A primer

What is Mentalization-Based Therapy?

01 · Origins

A developmental account of the mind

Mentalization-Based Therapy (MBT) was developed in the 1990s by Peter Fonagy, Mary Target (today Hepworth) and Anthony Bateman at the Anna Freud Centre and University College London. It draws together attachment theory, psychoanalysis and developmental neuroscience into a unified account of how human beings come to understand themselves and one another.

02 · Definition

Mentalizing, defined

Mentalizing is about remembering that we humans are mental beings.

We all have minds. We think, feel, intend, react, want, wish, dream, lie, pretend, tell the truth, mistrust, panic, become paranoid. Well, you name it.

And we affect each other mentally. We feel something when someone we care about is disappointed in us. It hurts when we feel misunderstood. And we often feel safer with someone who seems to truly get us.

But none of us, as far as we know, has X-ray vision.

So basically, we cannot know exactly what another person feels, thinks, wants, or means in a given moment. And sometimes we do not fully know what is going on inside ourselves either. Inner life can be messy.

So we are left to guess.

That guessing is mentalizing.

More formally, mentalizing means trying to understand human behaviour as connected to inner mental states, such as needs, desires, feelings, beliefs, goals, intentions, and reasons.
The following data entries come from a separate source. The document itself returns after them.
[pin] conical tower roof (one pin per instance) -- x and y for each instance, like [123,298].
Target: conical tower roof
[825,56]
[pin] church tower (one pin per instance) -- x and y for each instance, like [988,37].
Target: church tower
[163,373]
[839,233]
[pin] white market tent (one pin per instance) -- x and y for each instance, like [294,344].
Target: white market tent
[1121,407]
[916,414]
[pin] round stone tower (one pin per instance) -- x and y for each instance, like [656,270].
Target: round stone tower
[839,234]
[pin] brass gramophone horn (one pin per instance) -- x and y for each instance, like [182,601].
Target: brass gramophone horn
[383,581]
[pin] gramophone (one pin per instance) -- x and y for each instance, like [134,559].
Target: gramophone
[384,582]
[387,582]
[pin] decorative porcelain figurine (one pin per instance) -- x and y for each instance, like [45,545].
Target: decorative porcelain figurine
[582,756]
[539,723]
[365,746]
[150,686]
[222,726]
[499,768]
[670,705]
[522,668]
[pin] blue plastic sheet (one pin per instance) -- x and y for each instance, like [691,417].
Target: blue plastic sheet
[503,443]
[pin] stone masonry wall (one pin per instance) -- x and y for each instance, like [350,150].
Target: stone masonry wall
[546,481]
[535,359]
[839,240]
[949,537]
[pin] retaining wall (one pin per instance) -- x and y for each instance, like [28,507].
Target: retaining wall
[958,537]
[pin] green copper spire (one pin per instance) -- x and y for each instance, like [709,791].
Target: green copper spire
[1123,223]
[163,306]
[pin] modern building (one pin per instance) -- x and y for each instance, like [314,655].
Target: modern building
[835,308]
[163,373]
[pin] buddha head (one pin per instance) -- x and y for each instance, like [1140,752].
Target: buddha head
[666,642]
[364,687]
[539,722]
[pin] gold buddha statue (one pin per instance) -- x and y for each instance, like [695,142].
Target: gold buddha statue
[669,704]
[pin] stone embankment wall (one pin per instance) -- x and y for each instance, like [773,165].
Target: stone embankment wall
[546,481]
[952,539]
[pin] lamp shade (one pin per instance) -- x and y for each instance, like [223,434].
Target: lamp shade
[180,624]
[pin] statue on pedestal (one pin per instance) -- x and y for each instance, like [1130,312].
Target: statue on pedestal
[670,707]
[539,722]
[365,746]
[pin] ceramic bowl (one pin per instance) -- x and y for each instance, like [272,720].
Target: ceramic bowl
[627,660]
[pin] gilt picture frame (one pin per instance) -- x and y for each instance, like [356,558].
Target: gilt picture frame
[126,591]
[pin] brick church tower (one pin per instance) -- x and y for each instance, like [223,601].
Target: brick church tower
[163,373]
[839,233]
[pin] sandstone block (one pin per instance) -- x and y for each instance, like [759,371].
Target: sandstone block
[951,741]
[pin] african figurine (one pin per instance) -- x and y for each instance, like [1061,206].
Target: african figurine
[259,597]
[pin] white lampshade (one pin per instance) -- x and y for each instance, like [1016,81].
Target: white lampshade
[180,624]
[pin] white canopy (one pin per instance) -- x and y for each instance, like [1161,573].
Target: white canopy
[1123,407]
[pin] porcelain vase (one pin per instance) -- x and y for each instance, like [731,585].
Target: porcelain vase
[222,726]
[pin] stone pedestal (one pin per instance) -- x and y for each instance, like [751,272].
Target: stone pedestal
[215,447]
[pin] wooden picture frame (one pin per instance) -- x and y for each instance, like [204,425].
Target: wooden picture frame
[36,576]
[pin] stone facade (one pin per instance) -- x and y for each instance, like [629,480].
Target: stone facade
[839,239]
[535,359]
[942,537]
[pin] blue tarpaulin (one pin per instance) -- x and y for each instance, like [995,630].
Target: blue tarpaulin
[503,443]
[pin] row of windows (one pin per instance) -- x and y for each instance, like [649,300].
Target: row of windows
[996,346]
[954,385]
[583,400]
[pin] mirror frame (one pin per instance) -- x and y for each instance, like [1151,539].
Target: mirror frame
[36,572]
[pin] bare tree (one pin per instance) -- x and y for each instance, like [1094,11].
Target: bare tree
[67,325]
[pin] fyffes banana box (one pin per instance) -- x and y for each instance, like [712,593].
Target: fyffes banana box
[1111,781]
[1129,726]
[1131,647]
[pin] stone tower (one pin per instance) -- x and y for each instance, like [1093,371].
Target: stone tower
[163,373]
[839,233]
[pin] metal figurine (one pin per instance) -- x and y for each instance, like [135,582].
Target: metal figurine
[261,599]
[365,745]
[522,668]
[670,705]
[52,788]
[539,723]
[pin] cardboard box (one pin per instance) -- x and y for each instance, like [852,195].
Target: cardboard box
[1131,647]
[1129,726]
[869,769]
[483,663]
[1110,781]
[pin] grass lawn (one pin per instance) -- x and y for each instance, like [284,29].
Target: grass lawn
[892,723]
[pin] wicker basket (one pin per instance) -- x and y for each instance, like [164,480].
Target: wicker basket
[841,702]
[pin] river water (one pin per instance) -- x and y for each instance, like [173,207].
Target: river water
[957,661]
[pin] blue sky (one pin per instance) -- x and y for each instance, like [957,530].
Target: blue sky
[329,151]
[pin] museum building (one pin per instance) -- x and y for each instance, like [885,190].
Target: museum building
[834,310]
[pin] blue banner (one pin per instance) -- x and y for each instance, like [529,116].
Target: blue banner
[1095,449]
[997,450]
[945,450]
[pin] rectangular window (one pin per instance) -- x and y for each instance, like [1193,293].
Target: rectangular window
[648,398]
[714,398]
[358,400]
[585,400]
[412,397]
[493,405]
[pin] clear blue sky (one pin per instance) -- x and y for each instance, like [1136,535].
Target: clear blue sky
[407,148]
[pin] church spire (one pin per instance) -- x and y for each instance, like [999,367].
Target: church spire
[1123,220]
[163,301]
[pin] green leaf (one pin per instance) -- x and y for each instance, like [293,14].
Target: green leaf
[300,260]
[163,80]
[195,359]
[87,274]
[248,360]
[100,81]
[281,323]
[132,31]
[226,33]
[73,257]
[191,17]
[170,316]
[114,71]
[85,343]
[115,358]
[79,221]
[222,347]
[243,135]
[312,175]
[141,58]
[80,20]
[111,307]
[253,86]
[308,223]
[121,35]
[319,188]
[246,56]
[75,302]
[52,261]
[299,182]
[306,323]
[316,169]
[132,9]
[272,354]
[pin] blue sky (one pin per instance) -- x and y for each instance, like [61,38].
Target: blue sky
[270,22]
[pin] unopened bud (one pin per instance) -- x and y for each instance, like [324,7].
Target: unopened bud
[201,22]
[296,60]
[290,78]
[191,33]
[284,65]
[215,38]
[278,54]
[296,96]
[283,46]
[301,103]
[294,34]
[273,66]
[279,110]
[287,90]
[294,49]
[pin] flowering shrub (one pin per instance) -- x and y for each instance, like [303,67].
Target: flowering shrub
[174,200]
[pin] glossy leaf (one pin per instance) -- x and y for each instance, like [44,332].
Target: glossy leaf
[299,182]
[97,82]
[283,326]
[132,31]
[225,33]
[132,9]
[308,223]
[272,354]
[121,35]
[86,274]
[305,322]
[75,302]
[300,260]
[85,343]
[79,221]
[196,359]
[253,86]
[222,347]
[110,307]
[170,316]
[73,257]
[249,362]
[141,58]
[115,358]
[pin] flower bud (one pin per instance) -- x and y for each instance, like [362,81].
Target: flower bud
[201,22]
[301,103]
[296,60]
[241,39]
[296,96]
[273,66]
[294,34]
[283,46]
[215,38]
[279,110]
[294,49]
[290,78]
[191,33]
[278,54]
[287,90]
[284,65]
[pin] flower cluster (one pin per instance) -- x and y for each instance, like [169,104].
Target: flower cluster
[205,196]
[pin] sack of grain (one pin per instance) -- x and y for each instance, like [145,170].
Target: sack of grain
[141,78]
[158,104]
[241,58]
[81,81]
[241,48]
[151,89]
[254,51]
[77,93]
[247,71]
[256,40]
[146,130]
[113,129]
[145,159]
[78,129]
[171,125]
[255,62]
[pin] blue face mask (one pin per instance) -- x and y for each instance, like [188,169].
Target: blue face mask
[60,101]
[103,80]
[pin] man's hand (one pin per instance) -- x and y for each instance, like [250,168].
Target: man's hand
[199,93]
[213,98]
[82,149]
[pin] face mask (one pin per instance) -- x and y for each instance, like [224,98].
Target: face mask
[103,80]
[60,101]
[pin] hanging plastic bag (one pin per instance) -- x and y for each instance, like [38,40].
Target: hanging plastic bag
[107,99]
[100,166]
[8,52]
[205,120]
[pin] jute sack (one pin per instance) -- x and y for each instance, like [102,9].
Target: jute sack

Sometimes mentalizing just flows. You are having a good day. You feel connected. Other people make sense. You make sense to yourself.

At other times, people become impossible to read. We misunderstand, overinterpret, shut down, or feel threatened. The same can happen in relation to ourselves: we no longer understand why we react the way we do.

Mentalizing is easily lost under stress.

And when that happens, the social world can quickly start to feel confusing, lonely, or dangerous.

"Holding mind in mind." (Peter Fonagy's famous phrase).

03 · The clinical model

Primarily a stance, and somewhat a technique

In MBT treatments, the therapist adopts a position of authentic not-knowing and wanting-to-know-more, curious about the patient's mind and modelling the very capacities the patient is working to recover. Sessions are structured but conversational; interpretations are tentative; the therapist's own mind is part of the work.

  • ·Curiosity and not-knowing/wanting-to-know-more
  • ·Affect-focused attention
  • ·Working in the here-and-now
  • ·Repair after rupture
  • ·Collaborative formulation
  • ·Modelling the mentalizing process

04 · Evidence

Three decades of research

Primarily, MBT has an evidence base regarding psychotherapy for borderline personality disorder, with sustained gains shown at eight-year follow-up (Bateman & Fonagy, 2008), and for antisocial personality disorder (Fonagy et al., 2025). Adapted protocols and ongoing research exist for several other contexts, such as for example adolescents (MBT-A), children (MBT-C), families (MBT-F), eating disorders, and trauma.